All of lore.kernel.org
 help / color / mirror / Atom feed
* Performance testing to tune osd recovery sleep
@ 2017-07-19 23:56 Neha Ojha
  2017-07-28  3:34 ` Xiaoxi Chen
  0 siblings, 1 reply; 3+ messages in thread
From: Neha Ojha @ 2017-07-19 23:56 UTC (permalink / raw)
  To: ceph-devel

Hi all,

The osd recovery sleep option has been re-implemented to make it
asynchronous. This value determines the sleep time in seconds before
the next recovery or backfill op.

We have done rigorous testing on HDDs, SSDs and HDD+SSD setups, with
both Filestore and Bluestore, in order to come up with better default
values for this configuration option. Detailed performance results can
be found here: https://drive.google.com/file/d/0B7I5sSnjMhmbN1ZOanF3T2JIZm8/view?usp=sharing

Following are some of our conclusions:

- We need separate default values of osd_recovery_sleep for HDDs, SSDs
and hybrid(HDD+SSD) setups.

- In setups with only HDDs, increasing the amount of sleep time, shows
performance improvement. However, the total time taken by background
recovery operation also increases. We found that recovery sleep value
of 0.1 sec is optimal for these kind of setups.
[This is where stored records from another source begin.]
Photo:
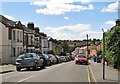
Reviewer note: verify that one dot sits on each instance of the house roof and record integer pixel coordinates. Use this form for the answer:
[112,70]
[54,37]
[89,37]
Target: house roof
[10,23]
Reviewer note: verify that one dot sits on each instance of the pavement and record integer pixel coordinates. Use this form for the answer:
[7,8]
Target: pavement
[111,74]
[7,68]
[96,72]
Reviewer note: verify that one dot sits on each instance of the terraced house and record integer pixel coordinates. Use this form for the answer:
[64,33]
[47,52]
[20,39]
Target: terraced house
[31,38]
[11,39]
[17,38]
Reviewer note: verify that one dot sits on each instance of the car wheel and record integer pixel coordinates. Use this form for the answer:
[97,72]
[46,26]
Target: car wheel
[43,66]
[35,66]
[50,63]
[76,63]
[28,68]
[18,69]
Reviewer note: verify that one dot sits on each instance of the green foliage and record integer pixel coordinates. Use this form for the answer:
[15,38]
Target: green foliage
[112,44]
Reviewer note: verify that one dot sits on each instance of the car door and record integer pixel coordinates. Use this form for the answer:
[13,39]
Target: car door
[40,60]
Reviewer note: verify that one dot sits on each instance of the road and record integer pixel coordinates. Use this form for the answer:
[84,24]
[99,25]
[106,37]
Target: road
[64,72]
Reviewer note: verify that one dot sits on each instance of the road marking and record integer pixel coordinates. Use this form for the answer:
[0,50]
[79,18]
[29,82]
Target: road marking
[92,74]
[26,78]
[88,75]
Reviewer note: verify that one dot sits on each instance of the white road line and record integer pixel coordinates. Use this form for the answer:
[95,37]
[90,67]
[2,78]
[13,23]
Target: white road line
[88,75]
[26,78]
[92,74]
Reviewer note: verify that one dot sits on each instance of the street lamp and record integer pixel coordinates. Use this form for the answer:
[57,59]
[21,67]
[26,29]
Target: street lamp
[87,46]
[103,54]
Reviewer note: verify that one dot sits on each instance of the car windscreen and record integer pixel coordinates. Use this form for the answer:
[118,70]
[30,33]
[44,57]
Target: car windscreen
[25,56]
[81,56]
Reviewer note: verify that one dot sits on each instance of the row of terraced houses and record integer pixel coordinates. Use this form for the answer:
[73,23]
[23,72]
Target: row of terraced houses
[16,38]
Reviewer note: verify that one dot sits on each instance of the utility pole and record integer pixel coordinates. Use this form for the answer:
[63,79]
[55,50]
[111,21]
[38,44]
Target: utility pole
[87,46]
[103,54]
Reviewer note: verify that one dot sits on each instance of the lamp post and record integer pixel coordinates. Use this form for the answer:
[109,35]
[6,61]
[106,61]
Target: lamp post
[103,54]
[87,46]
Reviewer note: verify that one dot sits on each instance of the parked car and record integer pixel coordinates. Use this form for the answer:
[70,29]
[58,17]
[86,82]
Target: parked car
[46,58]
[63,58]
[59,60]
[52,58]
[29,60]
[81,59]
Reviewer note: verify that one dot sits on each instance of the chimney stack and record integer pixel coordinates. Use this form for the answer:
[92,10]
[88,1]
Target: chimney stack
[37,29]
[118,22]
[30,25]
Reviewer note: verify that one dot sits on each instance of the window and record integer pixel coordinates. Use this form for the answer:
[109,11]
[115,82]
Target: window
[14,35]
[31,40]
[21,36]
[18,52]
[14,52]
[17,36]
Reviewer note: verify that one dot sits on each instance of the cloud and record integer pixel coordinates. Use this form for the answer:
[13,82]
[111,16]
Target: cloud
[57,7]
[66,18]
[111,8]
[72,32]
[9,17]
[112,23]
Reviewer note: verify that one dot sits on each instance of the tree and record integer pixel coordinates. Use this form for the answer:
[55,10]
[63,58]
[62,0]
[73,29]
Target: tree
[112,38]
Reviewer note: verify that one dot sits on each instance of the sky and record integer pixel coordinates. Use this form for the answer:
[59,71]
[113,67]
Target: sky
[64,19]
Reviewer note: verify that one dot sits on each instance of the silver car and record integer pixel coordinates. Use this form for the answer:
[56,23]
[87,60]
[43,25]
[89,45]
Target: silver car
[29,60]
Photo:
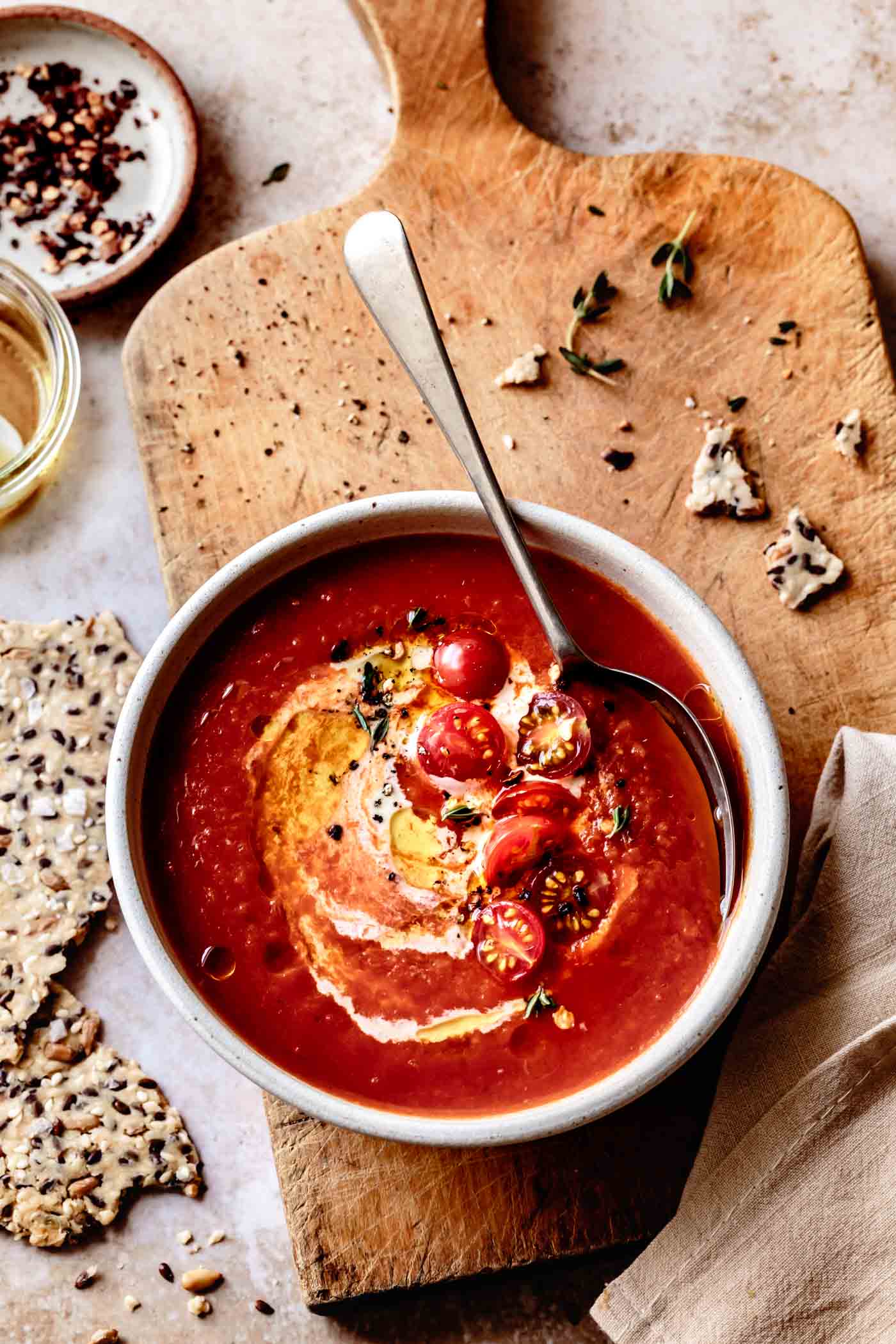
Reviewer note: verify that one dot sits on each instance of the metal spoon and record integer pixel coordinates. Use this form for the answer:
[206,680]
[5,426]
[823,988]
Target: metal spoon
[381,262]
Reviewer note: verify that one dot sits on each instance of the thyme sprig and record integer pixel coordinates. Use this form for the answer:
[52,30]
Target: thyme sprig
[586,310]
[621,817]
[460,813]
[675,254]
[375,729]
[538,1002]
- In setups with only SSDs, with increase in sleep value, we do not
see any drastic improvement in performance. Therefore, we have decided
to keep the sleep value 0, and not pay any extra price in terms of
increased recovery time.

- In hybrid setups, where osd data is on HDDs and osd journal is on
SSDs, increasing the sleep value more than 0 helps, but we would like
to choose a default value lesser than 0.1 sec in order to not increase
the recovery time too much. We haven't finalized this value yet.
Introducing this configuration option would require some more work, in
terms of determining whether the journal is on HDD or SSD.

With https://github.com/ceph/ceph/pull/16328, we are introducing two
new configuration options osd_recovery_sleep_hdd and
osd_recovery_sleep_ssd.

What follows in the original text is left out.